AKP iktidarıyla birlikte hareket eden gerici odakların asıl derdi kadınların ezilmesinden ve sömürülmesinden beslenen bu düzenin sürmesidir. Aile üzerine söylemlerle gizlenmeye çalışılan erkek egemen düzenin kutsallığı ve dokunulmazlığıdır. Bu egemenliğin her türlü baskı aygıtıyla pekiştirilerek kadınlar üzerindeki tahakkümün devamının sağlanmasıdır. Bu yüzden 6284 Sayılı Yasa da İstanbul Sözleşmesi de bu cenahın saldırısı altındadır.


Sınıf mücadelesinin bizlere öğrettiği bir gerçek var. Yasalar mücadelenin ardından topallayarak gelir. Bu söylediğimiz, kadına yönelik şiddete karşı yasal kazanımlar için de geçerli. Bu açıdan sorun hiç de kendi içinde bir yasayı savunup korumak değil, bu yasaya dair tartışmalardan hareketle kadınların kazanımlarına karşı olan saldırılara set çekmektir.
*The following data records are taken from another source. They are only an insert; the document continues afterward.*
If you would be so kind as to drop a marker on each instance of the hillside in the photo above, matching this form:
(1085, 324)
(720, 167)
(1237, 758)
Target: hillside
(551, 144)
Yasada var olan bazı işlevli maddelerin korunup uygulanmasını sağlamanın da kadınların temel hakları konusunda daha fazla kazanım elde etmenin de yolu buradan geçmektedir.

Güçlenip gelişen bir kadın hareketinin varlığına rağmen İstanbul Sözleşmesi başta olmak üzere kadınların kazanılmış hakların tırpanlanmasının önüne geçilememiştir. Bunun da en temel sebebi (ki bu kadın hareketinin de en temel zaafıdır halihazırda) kadın sorununun, erkekler dahil olmak üzere işçi ve emekçilerin ortak mücadelesinin ana başlıklarından biri haline getirilmesinde yaşanan başarısızlıktır.

Seçimlerin ardından oluşan iktidar bileşeni düşünüldüğünde 6284 Sayılı Yasa’ya dönük saldırıların artacağı açıktır. Bu yasa şahsında kadınların haklarına yönelik saldırılara barikat örmek öncelikle işçi kadınların görevidir.